Any student or staff member that shows any signs of illness, will not be allowed to work out, including if any “in-house family members” also show signs of illness.

Students and staff members that want to wear cloth face coverings will be encouraged to do it and all summer activities are voluntary and are not required, Keith said in an email.

Poplar Bluff started spring break on March 16 and suspended athletic practices that week as spring sports teams were preparing to start the season.

After the spring championships were canceled, the MSHSAA Board of Directors voted on April 17 to make the summer dead period and limits on contact optional, but any activities first need to be approved by local, state and national health officials.

During the state’s “Phase 1 recovery plan” people must adhere to social distancing requirements, including maintaining 6 feet of space between individuals. On Thursday, Gov. Mike Parson announced an extension of Phase 1 through June 15.

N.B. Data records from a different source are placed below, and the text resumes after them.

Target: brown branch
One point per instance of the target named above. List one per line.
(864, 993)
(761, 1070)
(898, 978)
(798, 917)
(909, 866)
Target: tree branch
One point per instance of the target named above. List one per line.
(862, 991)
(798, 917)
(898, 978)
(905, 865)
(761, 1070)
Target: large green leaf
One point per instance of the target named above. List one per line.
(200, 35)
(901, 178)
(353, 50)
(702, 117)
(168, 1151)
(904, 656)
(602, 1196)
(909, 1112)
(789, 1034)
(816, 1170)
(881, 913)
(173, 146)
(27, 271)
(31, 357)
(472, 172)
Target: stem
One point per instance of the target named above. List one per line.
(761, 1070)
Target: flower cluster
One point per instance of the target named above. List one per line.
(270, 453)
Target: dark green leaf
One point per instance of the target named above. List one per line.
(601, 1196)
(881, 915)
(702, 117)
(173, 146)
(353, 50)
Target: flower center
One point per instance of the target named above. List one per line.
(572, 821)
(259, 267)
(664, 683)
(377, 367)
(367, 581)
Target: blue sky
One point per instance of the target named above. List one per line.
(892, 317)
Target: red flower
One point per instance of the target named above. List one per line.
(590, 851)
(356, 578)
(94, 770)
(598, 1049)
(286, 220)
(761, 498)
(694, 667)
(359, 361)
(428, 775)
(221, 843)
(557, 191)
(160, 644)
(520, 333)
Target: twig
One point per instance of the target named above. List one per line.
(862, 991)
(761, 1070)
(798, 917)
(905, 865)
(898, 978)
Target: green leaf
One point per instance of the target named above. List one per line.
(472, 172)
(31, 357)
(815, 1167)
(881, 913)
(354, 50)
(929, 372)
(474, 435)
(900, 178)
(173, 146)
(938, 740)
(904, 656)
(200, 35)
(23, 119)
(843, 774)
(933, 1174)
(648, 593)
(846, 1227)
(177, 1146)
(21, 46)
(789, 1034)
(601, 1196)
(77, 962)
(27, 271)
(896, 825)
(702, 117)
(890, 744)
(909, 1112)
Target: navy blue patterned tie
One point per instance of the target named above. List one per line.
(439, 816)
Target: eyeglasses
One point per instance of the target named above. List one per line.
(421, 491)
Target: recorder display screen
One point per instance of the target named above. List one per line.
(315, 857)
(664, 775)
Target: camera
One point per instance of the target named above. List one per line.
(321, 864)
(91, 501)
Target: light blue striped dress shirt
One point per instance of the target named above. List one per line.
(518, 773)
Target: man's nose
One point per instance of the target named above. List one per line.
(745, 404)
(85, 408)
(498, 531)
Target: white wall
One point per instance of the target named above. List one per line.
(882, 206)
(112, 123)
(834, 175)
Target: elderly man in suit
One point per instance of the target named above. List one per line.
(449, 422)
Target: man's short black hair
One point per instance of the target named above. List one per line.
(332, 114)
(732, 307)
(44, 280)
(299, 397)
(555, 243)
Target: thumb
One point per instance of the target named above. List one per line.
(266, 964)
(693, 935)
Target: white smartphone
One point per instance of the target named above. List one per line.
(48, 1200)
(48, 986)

Missouri saw its largest one-day total of new cases at 368 on May 4, the same day Parson’s stay-at-home order was lifted. At that time, the seven-day average of new cases was 226. After falling to 138 on May 15, the seven-day average for the state was back up to 190 by Thursday.

The state reported 31 deaths related to COVID-19 on Friday, bringing the total to 738 over the last 72 days.

Locally, Butler County has had seven new positive tests for the virus in the last week, including four Friday.

“We do feel fortunate in some ways to be able to do what we’re able to do,” Keith said. “At least we’re going to be able to do some agility and skill work outside.”

While fall sports like cross country and tennis can easily practice social distancing, others can be more difficult.

Linemen, for example, will not be able to work on blocking. Sievers said he and his coaching staff have been working on a plan to “do what football we can.”

Baseball, softball, basketball, soccer and the trap team also submitted plans to Keith on how they will follow the guidelines.

One of the biggest changes to the summer routine will be not having the weight room open.

“We really couldn’t justify opening the weight room up when we couldn’t open up for summer school until July,” Keith said.

Poplar Bluff’s weight room, located on the second level of the new gym, is large enough for a group of 10 to adequately distance themselves while working out. However, the equipment would need to be disinfected after each use and the windows do not open to allow for fresh air to circulate.

While local gyms are open to the public, Keith said those places of business are better equipped in terms of cleaning supplies and staff on hand.

“We’re going to error on the side of caution on that,” Keith said of opening the weight room.

Team and youth camps will also be on hold with the possibility of being held in July, depending on the situation, Keith said.

“The thing that we don’t want to see happen is things shutting down again,” Sievers said. “It might be for good this time as far as the season is concerned.”

The first official practice of the fall sports season is scheduled for Aug. 9 while games can begin Aug. 23.

Keith said he thinks there will be sports this fall, but adds, “I don’t know what it’s going to look like.”